Chancellor George Osborne should focus on implementing the growth-boosting measures he unveiled last year in the budget due on March 21, Britain's biggest business lobby group said on Wednesday.
The Confederation of British Industry also railed against calls by the opposition Labour party for a temporary cut in value-added tax to boost demand, saying it would send the wrong signal to markets after Moody's warned Britain that its triple-A rating was at risk.
In a letter to Osborne setting out its wish-list for the budget, the CBI urged the government to consider changes to the tax system to encourage investment in infrastructure among other measures that it said would cost just 500 million pounds a year to implement.
It also asked Osborne to press ahead with plans he unveiled in November to encourage pension funds to invest in infrastructure, as well as to deliver on a 20 billion pound credit easing scheme to help small and medium-sized enterprises.
The Chancellor must use this budget to score the growth and investment policy goals he put forward in the Autumn Statement, said CBI Director General John Cridland.
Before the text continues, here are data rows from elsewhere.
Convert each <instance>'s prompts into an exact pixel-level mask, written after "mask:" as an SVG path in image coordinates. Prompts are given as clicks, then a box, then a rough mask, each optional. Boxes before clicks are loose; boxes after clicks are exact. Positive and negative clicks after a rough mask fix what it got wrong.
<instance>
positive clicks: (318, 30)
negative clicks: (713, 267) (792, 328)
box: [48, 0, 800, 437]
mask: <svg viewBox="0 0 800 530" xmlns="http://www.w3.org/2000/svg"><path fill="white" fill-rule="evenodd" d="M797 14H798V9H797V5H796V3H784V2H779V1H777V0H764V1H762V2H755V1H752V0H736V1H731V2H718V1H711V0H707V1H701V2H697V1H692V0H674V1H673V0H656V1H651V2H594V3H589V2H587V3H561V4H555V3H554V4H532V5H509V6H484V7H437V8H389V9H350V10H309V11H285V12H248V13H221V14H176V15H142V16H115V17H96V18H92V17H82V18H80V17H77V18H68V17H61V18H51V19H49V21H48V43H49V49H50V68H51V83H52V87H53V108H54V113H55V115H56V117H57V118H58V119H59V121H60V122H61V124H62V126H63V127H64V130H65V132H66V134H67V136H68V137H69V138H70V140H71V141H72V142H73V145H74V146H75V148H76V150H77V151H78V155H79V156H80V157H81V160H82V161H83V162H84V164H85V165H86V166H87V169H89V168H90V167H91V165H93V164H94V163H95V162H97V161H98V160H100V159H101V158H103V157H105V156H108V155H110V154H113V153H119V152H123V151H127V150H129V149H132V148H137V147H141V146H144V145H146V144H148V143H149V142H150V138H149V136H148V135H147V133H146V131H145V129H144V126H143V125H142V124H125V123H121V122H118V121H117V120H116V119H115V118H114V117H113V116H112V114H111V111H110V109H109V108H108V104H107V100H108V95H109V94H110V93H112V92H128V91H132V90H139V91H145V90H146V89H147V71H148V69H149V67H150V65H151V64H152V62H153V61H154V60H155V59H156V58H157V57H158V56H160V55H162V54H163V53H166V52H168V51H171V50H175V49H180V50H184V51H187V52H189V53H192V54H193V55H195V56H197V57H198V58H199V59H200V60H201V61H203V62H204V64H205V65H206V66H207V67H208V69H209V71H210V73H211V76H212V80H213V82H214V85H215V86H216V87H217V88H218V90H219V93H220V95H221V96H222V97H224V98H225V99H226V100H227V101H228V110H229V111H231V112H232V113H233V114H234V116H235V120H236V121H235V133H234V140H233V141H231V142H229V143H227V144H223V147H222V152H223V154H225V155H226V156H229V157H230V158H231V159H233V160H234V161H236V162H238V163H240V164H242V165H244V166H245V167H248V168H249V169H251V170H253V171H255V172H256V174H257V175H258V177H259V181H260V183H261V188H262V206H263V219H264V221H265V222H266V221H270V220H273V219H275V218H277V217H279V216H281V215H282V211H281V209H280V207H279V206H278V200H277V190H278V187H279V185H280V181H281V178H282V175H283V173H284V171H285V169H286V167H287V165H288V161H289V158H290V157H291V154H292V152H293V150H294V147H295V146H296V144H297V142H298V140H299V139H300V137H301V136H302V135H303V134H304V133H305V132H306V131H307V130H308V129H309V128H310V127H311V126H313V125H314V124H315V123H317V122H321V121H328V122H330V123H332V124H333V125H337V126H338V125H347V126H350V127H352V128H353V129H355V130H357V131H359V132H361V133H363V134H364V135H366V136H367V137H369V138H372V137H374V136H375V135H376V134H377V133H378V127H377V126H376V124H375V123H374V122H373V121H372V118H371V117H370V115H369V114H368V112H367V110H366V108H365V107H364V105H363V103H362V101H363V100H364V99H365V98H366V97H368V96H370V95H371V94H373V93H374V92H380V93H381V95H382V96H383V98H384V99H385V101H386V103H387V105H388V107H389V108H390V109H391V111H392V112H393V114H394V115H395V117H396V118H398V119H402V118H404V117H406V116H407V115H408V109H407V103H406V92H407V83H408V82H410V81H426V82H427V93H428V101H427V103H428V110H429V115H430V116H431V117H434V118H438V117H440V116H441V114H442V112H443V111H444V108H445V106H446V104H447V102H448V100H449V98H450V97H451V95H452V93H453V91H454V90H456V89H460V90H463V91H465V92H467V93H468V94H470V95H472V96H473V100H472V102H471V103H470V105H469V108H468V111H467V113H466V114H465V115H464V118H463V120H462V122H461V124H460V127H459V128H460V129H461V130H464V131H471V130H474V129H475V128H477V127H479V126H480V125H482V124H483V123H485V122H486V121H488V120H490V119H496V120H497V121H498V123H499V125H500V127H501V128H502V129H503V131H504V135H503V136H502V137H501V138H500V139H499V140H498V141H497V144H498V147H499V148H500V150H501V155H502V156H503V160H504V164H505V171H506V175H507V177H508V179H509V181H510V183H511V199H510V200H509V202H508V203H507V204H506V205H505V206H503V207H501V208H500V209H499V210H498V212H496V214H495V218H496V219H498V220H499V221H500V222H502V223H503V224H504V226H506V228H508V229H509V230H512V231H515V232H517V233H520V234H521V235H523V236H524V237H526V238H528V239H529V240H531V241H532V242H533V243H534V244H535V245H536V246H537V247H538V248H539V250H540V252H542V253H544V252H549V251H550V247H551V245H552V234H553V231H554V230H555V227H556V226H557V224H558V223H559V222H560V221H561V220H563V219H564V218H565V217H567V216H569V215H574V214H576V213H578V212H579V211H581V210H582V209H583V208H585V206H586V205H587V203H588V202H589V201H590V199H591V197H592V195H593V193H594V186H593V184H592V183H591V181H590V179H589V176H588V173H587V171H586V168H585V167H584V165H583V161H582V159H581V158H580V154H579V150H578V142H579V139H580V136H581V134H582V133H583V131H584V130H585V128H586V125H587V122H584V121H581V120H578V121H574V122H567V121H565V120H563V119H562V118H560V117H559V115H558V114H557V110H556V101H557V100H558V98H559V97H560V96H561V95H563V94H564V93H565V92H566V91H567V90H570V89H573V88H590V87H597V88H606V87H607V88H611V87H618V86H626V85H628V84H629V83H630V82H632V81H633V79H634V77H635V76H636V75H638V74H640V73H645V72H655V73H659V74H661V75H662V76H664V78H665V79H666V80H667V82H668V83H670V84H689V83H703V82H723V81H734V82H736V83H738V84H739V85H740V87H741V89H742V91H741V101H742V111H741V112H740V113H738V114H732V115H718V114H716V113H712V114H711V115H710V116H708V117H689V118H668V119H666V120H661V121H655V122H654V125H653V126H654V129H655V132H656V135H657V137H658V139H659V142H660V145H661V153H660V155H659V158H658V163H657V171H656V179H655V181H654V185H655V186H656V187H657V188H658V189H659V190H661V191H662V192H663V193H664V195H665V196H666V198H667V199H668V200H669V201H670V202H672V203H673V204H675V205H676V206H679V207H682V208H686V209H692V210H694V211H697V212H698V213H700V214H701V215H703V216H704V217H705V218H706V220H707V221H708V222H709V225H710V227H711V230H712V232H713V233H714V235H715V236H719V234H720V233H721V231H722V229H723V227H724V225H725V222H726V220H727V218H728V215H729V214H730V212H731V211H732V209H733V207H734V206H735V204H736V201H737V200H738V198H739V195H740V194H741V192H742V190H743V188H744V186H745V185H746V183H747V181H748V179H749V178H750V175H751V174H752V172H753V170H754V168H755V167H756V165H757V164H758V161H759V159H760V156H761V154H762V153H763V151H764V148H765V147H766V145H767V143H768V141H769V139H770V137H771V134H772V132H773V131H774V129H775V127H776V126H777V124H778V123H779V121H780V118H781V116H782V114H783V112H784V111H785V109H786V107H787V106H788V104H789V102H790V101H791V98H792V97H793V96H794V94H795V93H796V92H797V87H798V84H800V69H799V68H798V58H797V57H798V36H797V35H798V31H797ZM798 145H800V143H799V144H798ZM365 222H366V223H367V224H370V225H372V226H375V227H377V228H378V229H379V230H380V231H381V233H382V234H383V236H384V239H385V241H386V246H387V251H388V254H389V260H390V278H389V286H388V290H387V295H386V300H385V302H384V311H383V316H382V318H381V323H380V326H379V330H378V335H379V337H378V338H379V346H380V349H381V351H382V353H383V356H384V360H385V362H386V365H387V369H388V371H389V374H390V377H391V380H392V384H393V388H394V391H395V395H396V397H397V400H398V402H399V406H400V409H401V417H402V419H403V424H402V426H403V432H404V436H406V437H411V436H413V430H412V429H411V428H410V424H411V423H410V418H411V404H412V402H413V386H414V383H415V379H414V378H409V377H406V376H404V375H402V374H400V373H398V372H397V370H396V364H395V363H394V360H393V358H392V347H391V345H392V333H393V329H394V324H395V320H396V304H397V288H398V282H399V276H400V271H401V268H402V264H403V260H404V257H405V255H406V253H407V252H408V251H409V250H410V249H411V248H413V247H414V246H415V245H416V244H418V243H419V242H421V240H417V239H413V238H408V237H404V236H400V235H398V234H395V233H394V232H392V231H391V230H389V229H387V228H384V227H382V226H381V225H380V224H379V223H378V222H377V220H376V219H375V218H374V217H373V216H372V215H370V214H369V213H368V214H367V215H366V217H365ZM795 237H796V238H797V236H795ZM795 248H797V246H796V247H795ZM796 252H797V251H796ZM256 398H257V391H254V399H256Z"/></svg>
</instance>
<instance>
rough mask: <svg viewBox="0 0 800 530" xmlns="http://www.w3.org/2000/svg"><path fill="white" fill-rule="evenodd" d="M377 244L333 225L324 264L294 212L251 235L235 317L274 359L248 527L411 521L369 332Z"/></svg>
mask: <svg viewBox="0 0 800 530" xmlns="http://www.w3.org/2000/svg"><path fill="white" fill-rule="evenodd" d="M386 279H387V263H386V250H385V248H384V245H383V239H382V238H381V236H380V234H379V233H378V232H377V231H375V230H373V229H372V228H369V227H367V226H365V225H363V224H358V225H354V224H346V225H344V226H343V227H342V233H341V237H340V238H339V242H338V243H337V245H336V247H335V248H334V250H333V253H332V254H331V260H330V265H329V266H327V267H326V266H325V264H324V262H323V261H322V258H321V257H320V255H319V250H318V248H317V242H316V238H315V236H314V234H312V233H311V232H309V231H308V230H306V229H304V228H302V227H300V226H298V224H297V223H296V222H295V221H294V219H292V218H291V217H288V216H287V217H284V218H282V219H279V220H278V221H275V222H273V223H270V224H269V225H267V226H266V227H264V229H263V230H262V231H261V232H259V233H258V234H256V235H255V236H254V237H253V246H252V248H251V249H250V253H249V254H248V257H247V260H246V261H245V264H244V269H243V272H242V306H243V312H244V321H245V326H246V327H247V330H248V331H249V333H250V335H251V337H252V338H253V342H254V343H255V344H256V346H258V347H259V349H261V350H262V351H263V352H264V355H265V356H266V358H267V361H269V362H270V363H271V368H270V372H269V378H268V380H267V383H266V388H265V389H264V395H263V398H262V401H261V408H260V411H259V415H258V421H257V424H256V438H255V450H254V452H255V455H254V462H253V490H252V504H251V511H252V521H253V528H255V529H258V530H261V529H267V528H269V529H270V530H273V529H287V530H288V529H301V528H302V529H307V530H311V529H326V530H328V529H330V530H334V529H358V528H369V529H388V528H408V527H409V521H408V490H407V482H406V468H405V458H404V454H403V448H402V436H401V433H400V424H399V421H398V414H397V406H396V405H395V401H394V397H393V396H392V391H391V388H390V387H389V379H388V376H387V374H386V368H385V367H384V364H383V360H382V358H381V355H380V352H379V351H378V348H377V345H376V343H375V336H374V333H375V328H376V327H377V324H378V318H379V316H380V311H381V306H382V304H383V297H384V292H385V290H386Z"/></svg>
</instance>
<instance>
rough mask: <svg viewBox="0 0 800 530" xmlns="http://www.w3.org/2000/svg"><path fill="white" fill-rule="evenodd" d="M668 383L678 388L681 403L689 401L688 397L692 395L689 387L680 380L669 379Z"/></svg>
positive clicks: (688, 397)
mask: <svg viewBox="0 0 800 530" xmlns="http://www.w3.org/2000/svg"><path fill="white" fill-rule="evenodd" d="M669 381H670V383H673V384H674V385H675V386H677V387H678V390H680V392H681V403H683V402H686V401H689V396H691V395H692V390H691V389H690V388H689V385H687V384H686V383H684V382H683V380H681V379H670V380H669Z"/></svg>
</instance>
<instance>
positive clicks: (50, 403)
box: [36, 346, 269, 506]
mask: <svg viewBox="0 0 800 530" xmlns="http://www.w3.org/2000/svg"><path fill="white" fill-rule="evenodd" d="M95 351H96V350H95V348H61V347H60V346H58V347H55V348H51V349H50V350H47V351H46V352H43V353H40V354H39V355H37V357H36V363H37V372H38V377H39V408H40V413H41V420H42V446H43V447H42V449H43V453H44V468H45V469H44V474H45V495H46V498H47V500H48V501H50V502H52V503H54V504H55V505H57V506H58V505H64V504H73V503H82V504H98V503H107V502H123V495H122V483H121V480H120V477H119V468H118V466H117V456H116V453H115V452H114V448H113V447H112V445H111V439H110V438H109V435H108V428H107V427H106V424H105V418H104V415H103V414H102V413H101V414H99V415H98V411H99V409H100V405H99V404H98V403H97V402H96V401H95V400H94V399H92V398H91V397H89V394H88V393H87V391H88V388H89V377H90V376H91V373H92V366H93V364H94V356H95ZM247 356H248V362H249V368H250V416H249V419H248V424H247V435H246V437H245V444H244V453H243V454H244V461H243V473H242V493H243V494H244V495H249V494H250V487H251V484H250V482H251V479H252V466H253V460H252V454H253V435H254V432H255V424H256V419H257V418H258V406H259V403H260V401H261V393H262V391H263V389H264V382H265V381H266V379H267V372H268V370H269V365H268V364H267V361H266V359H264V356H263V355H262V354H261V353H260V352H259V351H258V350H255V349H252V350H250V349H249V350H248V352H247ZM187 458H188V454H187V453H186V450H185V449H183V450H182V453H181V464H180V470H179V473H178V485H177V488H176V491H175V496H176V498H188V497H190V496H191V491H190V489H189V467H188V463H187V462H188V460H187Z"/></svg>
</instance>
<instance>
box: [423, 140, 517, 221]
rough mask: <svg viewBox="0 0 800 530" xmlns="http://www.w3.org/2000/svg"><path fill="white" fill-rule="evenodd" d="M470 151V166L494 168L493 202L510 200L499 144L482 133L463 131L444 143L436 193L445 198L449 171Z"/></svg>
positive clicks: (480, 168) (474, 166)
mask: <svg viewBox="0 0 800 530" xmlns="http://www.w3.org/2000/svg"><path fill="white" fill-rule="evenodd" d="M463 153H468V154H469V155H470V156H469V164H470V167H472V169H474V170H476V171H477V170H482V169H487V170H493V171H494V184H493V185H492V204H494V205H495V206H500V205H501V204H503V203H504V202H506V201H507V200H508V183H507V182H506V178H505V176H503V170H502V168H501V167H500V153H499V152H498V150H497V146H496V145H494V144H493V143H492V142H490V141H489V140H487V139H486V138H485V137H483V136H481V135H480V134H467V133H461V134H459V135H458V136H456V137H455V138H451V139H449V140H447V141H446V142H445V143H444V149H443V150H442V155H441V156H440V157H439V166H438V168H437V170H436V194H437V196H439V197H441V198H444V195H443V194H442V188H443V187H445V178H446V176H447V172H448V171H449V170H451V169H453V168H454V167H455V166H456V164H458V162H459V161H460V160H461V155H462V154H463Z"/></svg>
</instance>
In the first three months of this year we're in delivery mode, not new ideas mode, he said.
Official data on Tuesday showed the government looked set to beat its deficit-cutting target for the 2011/12 fiscal year.
Figures showing Britain racked up the highest surplus in four years in January fuelled demands from the opposition Labour party as well as from within the Conservative-Liberal Democrat coalition for Osborne to relent on the pace of fiscal austerity.
Labour finance spokesman Ed Balls has called for a temporary cut in value-added sales tax to boost demand, at a cost to the exchequer of 12 billion pounds a year.
The CBI chief said that risked provoking the ire of financial markets, while raising infrastructure spending could boost the economy by three times as much.
Following Moody's outlook, increasing borrowing levels does not seem to be the best way of increasing confidence in international money markets that the UK is a good place to invest, Cridland said. The negative outlook is clearly a signal that while we do have a credible plan, we're not home and dry.